La microplastica nelle acque arriva da molte fonti. Dai processi industriali, dal lento (millenario) dissolversi delle confezioni e della bottiglie di plastica. Ma anche dai cosmetici che sciacquiamo via dalla faccia. Alcuni scrub con particelle non naturali, ad esempio, ma soprattutto i famigerati glitter, che oltre a inquinare scivolando giù dallo scarico della doccia (per finire in bocca ai pesci), possono essere dannosi alla salute se finiscono nelle parti intime o vengono ingeriti. Per ora l’Oms non ha ancora alcuna prova che queste particelle di plastica trovate nell’acqua siano pericolose (forse che l’apparato digerente le espella come le fibre vegetali?), ma è necessario fare una verifica sul lungo periodo. Capire, insomma, che senso ha scegliere alimenti biologici, fare attività fisica e controlli di prevenzione se poi passiamo una vita a ingerire plastica. E soprattutto, quali effetti può avere se la ingeriamo da anni.

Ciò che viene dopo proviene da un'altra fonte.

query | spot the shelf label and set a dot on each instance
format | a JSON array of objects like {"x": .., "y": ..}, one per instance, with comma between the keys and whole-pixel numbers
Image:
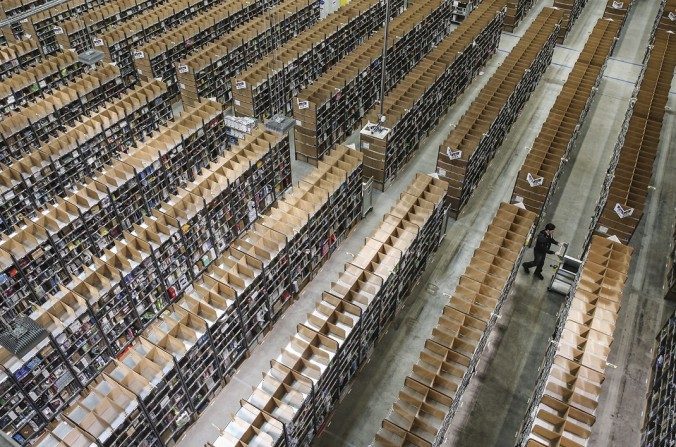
[
  {"x": 534, "y": 181},
  {"x": 622, "y": 211},
  {"x": 453, "y": 155}
]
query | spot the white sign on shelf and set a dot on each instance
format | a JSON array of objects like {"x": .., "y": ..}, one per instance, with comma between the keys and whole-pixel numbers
[
  {"x": 622, "y": 211},
  {"x": 534, "y": 181},
  {"x": 453, "y": 155}
]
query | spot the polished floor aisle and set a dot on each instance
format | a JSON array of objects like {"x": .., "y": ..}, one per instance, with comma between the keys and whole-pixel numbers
[{"x": 496, "y": 400}]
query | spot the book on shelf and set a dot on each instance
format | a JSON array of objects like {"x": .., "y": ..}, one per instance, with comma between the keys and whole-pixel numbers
[
  {"x": 18, "y": 56},
  {"x": 161, "y": 53},
  {"x": 448, "y": 359},
  {"x": 25, "y": 86},
  {"x": 27, "y": 128},
  {"x": 307, "y": 379},
  {"x": 268, "y": 86},
  {"x": 77, "y": 32},
  {"x": 327, "y": 110},
  {"x": 544, "y": 163},
  {"x": 417, "y": 103},
  {"x": 45, "y": 25},
  {"x": 207, "y": 73},
  {"x": 118, "y": 42},
  {"x": 568, "y": 393}
]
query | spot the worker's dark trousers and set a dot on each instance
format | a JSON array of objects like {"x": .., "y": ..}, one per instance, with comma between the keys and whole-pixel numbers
[{"x": 538, "y": 262}]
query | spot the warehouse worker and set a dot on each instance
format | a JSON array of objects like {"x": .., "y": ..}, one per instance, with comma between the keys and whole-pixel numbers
[{"x": 541, "y": 249}]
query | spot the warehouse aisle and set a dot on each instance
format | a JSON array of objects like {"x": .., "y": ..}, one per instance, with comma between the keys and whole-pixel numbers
[{"x": 500, "y": 392}]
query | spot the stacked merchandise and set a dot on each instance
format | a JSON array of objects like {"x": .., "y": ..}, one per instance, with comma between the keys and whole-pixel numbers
[
  {"x": 153, "y": 389},
  {"x": 462, "y": 8},
  {"x": 670, "y": 282},
  {"x": 622, "y": 201},
  {"x": 516, "y": 11},
  {"x": 77, "y": 32},
  {"x": 562, "y": 410},
  {"x": 129, "y": 285},
  {"x": 18, "y": 56},
  {"x": 11, "y": 8},
  {"x": 293, "y": 401},
  {"x": 660, "y": 425},
  {"x": 20, "y": 420},
  {"x": 55, "y": 168},
  {"x": 327, "y": 110},
  {"x": 538, "y": 177},
  {"x": 51, "y": 383},
  {"x": 667, "y": 19},
  {"x": 118, "y": 42},
  {"x": 62, "y": 240},
  {"x": 27, "y": 128},
  {"x": 268, "y": 87},
  {"x": 571, "y": 11},
  {"x": 44, "y": 26},
  {"x": 24, "y": 87},
  {"x": 161, "y": 53},
  {"x": 433, "y": 390},
  {"x": 465, "y": 154},
  {"x": 422, "y": 97}
]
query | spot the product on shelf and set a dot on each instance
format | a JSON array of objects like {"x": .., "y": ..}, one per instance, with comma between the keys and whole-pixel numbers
[
  {"x": 158, "y": 385},
  {"x": 17, "y": 56},
  {"x": 467, "y": 151},
  {"x": 310, "y": 375},
  {"x": 66, "y": 237},
  {"x": 57, "y": 167},
  {"x": 432, "y": 392},
  {"x": 562, "y": 410},
  {"x": 327, "y": 110},
  {"x": 571, "y": 11},
  {"x": 623, "y": 198},
  {"x": 25, "y": 86},
  {"x": 540, "y": 172},
  {"x": 660, "y": 426},
  {"x": 118, "y": 42},
  {"x": 415, "y": 105},
  {"x": 268, "y": 86},
  {"x": 208, "y": 73},
  {"x": 516, "y": 11},
  {"x": 45, "y": 25},
  {"x": 27, "y": 128},
  {"x": 160, "y": 54},
  {"x": 77, "y": 32}
]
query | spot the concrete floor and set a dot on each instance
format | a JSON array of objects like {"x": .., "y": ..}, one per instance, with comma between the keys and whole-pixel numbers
[{"x": 495, "y": 402}]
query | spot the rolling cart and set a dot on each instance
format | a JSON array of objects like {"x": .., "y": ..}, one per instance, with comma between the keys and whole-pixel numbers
[{"x": 566, "y": 270}]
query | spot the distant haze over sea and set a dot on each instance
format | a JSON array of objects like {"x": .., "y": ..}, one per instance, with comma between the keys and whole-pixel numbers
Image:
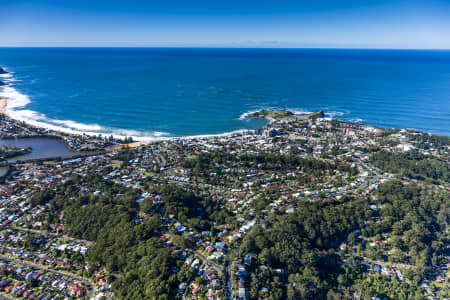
[{"x": 163, "y": 92}]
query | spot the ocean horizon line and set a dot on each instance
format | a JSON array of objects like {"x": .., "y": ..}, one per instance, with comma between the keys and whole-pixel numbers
[{"x": 221, "y": 47}]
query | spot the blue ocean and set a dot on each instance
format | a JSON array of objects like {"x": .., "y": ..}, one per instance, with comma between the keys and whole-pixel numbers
[{"x": 151, "y": 93}]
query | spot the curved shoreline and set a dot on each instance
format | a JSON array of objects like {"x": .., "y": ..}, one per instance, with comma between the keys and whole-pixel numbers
[{"x": 60, "y": 129}]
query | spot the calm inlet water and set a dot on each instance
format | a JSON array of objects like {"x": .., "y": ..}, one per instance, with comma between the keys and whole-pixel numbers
[
  {"x": 152, "y": 93},
  {"x": 41, "y": 148}
]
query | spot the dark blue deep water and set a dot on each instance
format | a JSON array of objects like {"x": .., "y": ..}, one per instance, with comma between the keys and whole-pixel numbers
[{"x": 154, "y": 92}]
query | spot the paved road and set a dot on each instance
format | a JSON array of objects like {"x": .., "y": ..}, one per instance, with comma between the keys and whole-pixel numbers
[
  {"x": 74, "y": 277},
  {"x": 228, "y": 282},
  {"x": 65, "y": 237},
  {"x": 386, "y": 263}
]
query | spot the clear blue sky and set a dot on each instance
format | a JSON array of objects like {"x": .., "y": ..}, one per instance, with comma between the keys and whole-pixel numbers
[{"x": 233, "y": 23}]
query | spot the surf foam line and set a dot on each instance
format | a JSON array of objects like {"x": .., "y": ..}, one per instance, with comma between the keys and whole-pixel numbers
[{"x": 17, "y": 101}]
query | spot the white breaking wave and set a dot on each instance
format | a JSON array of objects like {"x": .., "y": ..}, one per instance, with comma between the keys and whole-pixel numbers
[{"x": 15, "y": 99}]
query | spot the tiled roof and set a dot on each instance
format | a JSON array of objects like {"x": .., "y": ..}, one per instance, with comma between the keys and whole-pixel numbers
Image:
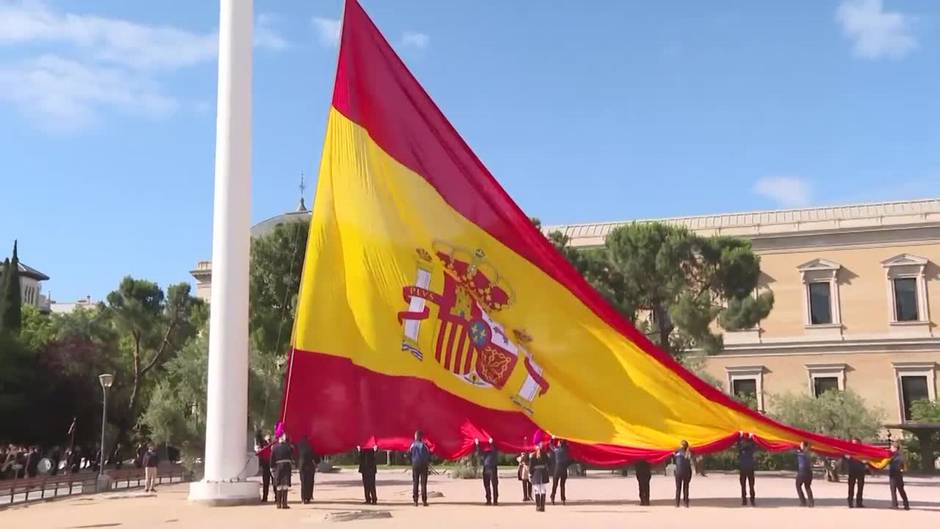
[
  {"x": 29, "y": 271},
  {"x": 777, "y": 222}
]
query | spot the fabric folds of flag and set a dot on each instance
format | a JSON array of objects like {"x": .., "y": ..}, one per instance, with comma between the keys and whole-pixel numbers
[{"x": 430, "y": 302}]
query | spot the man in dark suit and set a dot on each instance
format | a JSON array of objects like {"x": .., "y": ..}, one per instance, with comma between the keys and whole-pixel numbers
[
  {"x": 368, "y": 470},
  {"x": 307, "y": 462}
]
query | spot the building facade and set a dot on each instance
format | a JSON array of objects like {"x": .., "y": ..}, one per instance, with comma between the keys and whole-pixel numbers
[
  {"x": 856, "y": 301},
  {"x": 202, "y": 272},
  {"x": 31, "y": 287}
]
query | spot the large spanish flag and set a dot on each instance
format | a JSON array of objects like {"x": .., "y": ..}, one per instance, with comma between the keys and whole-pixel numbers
[{"x": 429, "y": 301}]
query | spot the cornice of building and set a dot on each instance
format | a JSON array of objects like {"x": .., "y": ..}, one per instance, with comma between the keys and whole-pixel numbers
[{"x": 776, "y": 224}]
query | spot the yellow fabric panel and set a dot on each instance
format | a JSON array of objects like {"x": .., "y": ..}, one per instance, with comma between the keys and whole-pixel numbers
[{"x": 372, "y": 216}]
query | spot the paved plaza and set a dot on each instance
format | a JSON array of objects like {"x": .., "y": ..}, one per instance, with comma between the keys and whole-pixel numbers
[{"x": 599, "y": 500}]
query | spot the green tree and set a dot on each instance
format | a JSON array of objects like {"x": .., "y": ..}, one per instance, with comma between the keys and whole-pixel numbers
[
  {"x": 176, "y": 412},
  {"x": 842, "y": 414},
  {"x": 152, "y": 327},
  {"x": 679, "y": 288},
  {"x": 11, "y": 299},
  {"x": 18, "y": 378},
  {"x": 277, "y": 260}
]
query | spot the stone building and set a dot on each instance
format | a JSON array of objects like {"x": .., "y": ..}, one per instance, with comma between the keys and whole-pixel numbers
[{"x": 857, "y": 297}]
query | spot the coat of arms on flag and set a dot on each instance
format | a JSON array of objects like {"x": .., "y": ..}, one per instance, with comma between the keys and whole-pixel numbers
[{"x": 467, "y": 340}]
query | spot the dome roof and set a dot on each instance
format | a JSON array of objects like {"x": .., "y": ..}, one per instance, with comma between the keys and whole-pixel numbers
[{"x": 267, "y": 226}]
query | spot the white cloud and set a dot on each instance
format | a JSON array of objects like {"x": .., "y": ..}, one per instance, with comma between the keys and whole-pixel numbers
[
  {"x": 110, "y": 40},
  {"x": 415, "y": 40},
  {"x": 874, "y": 32},
  {"x": 62, "y": 95},
  {"x": 327, "y": 29},
  {"x": 786, "y": 191},
  {"x": 84, "y": 65}
]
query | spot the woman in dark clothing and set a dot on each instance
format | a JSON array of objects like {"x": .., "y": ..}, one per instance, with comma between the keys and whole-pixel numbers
[
  {"x": 896, "y": 476},
  {"x": 368, "y": 470},
  {"x": 804, "y": 474},
  {"x": 524, "y": 476},
  {"x": 281, "y": 456},
  {"x": 683, "y": 459},
  {"x": 263, "y": 451},
  {"x": 643, "y": 476},
  {"x": 539, "y": 467}
]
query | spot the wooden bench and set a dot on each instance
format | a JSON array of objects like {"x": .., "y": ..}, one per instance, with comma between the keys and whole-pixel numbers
[
  {"x": 42, "y": 487},
  {"x": 42, "y": 484}
]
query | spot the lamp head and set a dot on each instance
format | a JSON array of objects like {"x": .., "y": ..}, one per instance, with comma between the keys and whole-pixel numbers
[{"x": 106, "y": 379}]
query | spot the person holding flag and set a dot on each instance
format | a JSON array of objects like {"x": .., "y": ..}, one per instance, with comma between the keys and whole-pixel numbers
[
  {"x": 420, "y": 463},
  {"x": 746, "y": 449},
  {"x": 804, "y": 474},
  {"x": 368, "y": 470},
  {"x": 489, "y": 459}
]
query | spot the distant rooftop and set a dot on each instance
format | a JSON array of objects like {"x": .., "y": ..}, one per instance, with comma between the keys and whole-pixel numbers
[
  {"x": 757, "y": 224},
  {"x": 28, "y": 271}
]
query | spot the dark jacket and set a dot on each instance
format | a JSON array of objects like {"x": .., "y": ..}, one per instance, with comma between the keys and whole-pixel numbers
[
  {"x": 489, "y": 458},
  {"x": 367, "y": 461},
  {"x": 150, "y": 459},
  {"x": 281, "y": 452},
  {"x": 896, "y": 465},
  {"x": 746, "y": 449},
  {"x": 683, "y": 459},
  {"x": 420, "y": 454},
  {"x": 855, "y": 467},
  {"x": 560, "y": 459},
  {"x": 539, "y": 468},
  {"x": 306, "y": 457},
  {"x": 804, "y": 462}
]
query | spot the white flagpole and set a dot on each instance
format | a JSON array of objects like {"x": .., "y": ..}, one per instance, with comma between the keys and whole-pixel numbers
[{"x": 226, "y": 453}]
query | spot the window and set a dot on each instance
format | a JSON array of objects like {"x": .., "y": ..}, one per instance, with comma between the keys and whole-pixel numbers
[
  {"x": 915, "y": 381},
  {"x": 824, "y": 384},
  {"x": 907, "y": 294},
  {"x": 822, "y": 316},
  {"x": 905, "y": 299},
  {"x": 746, "y": 383},
  {"x": 913, "y": 388},
  {"x": 820, "y": 303},
  {"x": 745, "y": 388}
]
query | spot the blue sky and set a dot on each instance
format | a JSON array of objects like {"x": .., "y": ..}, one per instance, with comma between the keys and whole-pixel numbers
[{"x": 585, "y": 111}]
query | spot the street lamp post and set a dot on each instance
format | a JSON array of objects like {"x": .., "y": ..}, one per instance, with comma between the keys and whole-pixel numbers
[{"x": 106, "y": 379}]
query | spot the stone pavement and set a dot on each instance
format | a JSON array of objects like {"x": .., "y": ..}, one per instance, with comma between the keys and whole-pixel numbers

A detta dei portavoce dello European Food Safety Authority, come riporta ancora l’Independent “Le microplastiche sono presenti nell'ambiente, sia sulla terra che nell'acqua, quindi è inevitabile una certa presenza nel cibo, ma ciò non significa necessariamente che questa presenza sia dannosa. Valuteremo tutte le informazioni emergenti riguardanti le microplastiche nei cibi e nelle bevande”. Ma siamo sicuri che sia inevitabile? Chi è abbastanza agé da ricordare i paguri e le stelle marine sui litorali romani, ricorda pure che l’acqua minerale, fino agli anni 80, si comprava in bottiglie di vetro che una volta vuote si riportavano al supermercato, altrimenti pagavi una piccola penale. Le gomme da masticare avevano l’involucro di sola carta, non si compravano in vasetti (di plastica) dalle forme attraenti. Il caffè in polvere si versava nella moka, e dopo averlo bevuto restavano solo una tazzina e la caffettiera da lavare, non una cialda (di plastica). Il sapone era sapone, nel suo guscio di carta, non usciva da un dispenser (di plastica). Forse, se la plastica non vogliamo berla più, sulla questione abbiamo molto più potere d'azione di quanto ne sembriamo consapevoli.